This morning my son asked me “how do I tell you something without sounding like I’m telling tales?” This is a good question. Here is my answer:
- If you are telling me something you think I want to know about – then that is not telling tales, that is just giving mummy the information.
- If you want me to fix the other person – to tell them off – to tell them what to do – then that is telling tales. It is all about your heart – what do you want for the other person. Do you want them to get into trouble? Do you want them to be corrected? Instead is there something you can do to encourage that person to do the right thing without coming to mummy? That would be loving your brother, sister,or friend instead of telling tales.

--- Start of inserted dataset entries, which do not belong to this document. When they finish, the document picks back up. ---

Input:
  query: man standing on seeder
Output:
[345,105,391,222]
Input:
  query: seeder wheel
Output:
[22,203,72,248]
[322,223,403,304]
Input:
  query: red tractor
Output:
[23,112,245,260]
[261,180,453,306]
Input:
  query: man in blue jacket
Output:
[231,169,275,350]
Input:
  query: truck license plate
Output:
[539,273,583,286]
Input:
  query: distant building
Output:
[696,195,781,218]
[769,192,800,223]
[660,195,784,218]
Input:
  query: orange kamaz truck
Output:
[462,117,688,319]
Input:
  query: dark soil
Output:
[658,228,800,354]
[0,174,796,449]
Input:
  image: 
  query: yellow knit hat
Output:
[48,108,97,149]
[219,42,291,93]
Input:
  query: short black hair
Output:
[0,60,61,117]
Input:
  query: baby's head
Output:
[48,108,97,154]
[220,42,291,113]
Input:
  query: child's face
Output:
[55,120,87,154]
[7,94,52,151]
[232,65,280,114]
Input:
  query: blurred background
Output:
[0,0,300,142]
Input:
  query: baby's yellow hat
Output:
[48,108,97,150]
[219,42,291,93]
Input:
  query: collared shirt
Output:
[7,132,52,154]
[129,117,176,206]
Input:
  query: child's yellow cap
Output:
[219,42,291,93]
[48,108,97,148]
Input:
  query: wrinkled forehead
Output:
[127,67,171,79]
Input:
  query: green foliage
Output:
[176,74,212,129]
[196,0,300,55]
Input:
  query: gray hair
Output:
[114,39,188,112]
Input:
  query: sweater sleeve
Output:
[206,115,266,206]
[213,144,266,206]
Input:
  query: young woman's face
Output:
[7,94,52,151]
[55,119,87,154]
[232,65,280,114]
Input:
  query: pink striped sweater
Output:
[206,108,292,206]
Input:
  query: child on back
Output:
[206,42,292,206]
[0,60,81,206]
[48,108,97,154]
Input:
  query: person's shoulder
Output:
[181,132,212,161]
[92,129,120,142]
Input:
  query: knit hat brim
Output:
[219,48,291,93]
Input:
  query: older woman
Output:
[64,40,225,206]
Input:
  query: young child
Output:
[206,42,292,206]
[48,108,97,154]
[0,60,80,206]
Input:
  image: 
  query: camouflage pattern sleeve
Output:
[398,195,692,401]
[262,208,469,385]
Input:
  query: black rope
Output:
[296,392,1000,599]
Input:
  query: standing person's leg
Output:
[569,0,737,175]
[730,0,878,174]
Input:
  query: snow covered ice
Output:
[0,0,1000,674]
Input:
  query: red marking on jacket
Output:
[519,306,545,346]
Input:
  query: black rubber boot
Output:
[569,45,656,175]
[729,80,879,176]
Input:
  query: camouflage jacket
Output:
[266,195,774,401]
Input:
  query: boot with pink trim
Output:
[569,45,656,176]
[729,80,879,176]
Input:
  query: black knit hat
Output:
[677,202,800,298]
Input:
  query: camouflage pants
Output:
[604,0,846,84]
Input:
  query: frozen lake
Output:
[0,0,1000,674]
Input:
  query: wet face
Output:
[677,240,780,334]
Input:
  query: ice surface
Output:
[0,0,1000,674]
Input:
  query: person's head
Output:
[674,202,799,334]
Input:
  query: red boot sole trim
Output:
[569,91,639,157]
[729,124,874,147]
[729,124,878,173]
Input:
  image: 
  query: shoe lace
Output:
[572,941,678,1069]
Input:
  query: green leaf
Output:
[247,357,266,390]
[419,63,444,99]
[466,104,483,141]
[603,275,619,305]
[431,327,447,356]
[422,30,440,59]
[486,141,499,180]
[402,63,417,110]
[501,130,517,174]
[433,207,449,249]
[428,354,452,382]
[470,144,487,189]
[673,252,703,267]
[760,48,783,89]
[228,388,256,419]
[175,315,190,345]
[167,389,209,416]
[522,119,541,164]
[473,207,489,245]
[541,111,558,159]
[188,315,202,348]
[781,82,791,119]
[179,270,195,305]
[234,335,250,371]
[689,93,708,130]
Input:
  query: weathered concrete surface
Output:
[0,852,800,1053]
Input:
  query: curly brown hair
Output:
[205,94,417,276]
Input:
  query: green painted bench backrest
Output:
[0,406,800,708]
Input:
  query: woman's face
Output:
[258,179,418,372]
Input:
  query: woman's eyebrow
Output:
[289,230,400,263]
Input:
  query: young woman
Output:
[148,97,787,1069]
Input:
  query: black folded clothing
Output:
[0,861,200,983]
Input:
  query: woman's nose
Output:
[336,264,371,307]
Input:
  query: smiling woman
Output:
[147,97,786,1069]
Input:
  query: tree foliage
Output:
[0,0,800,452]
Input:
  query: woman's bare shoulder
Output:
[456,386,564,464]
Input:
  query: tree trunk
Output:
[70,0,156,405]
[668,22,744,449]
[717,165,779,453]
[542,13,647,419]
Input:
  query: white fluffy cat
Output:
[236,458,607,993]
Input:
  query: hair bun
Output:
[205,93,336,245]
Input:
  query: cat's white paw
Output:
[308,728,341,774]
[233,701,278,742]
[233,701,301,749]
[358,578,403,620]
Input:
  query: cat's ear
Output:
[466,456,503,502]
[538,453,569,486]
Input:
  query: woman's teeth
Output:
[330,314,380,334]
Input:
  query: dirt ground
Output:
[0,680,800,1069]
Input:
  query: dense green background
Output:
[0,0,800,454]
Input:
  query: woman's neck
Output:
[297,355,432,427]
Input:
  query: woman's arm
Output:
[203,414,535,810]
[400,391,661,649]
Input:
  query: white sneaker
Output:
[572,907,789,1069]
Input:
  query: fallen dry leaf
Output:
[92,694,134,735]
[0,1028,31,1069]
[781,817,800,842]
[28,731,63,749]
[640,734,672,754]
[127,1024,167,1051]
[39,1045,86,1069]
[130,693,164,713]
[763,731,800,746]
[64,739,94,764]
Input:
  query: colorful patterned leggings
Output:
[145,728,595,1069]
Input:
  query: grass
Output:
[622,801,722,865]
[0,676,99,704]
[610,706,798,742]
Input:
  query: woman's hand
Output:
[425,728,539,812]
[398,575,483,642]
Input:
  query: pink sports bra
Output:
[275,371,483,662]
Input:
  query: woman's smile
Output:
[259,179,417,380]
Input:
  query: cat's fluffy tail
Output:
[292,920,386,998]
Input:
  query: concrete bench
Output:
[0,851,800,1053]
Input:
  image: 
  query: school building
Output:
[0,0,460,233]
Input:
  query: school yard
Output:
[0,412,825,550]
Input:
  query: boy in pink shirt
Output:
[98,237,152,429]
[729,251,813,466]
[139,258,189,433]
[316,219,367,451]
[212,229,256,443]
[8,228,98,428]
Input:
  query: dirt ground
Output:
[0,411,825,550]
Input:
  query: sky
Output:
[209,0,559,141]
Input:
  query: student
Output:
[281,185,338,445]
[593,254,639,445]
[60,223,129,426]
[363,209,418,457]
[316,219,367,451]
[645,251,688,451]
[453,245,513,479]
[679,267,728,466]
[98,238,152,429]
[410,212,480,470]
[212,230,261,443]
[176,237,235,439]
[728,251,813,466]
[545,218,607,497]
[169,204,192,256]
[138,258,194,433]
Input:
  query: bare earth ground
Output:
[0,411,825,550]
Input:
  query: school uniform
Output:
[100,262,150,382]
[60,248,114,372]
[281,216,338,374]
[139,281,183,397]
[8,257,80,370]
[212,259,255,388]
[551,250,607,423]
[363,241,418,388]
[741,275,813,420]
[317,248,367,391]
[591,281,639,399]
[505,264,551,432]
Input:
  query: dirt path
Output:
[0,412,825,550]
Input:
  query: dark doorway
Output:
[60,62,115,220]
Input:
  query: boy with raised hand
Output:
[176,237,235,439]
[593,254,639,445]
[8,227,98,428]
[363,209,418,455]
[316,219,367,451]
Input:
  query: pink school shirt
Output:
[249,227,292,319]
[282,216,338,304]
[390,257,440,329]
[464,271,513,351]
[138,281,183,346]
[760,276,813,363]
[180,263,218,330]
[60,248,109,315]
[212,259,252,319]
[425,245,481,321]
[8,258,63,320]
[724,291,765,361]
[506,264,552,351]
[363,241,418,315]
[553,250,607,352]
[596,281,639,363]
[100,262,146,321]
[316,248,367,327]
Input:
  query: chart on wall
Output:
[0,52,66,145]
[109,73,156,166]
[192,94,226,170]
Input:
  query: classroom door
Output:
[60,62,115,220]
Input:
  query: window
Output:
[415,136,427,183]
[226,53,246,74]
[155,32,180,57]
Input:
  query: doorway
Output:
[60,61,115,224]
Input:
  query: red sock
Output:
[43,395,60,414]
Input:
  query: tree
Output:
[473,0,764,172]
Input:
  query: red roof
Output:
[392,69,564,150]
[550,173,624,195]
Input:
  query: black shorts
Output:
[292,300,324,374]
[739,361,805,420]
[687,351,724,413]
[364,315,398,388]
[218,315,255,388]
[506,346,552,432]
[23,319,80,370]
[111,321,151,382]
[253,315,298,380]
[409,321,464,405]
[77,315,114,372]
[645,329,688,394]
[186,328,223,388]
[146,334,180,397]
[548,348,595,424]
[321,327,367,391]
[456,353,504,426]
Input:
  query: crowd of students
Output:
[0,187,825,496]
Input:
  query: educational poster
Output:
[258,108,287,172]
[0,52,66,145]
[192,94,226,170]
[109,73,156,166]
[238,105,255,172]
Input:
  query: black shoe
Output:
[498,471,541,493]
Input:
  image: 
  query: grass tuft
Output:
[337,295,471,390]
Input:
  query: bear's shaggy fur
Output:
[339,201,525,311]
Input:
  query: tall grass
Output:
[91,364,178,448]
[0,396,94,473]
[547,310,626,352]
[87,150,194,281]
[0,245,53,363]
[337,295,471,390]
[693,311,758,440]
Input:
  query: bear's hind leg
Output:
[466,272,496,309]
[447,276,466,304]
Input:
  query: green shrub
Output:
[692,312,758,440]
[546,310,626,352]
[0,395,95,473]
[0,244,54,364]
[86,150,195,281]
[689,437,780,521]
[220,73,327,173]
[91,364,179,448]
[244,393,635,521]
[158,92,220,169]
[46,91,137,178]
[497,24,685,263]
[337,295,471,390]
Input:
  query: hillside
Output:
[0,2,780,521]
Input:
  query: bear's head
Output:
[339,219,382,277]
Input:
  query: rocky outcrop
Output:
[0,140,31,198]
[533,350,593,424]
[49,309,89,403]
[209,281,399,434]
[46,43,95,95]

- If you are in a situation, a conflict, and you don’t know what to do, or how to do the right thing, then you can come to mummy and ask, “Mummy, can I have your help please? This is happening (explain the situation) and I don’t know what to do, can you help me?” When you ask like this, I can see that your heart is focused on your issues, not on the other person. I will be able to help you do the right thing – I won’t correct the other person though. This is not telling tales.
He understood and proceeded to tell me some information about something that was going on in the house – it wasn’t telling tales, it was simply bringing me up to speed. He had no meanness in his heart. He was communicating a concern. We need to help our children not only do the right thing but understand their hearts.
Amen Belinda! I spent some time talking to my children about their motive for ‘wanting to tell’. We went over various scenario’s and the came to see what I meant. The THINK principle, along with biblical principles and assessing our own motive are all things to consider before telling tales or telling truths.
Society often puts an unbalanced view pon telling tales… I wanted to balance that in our family.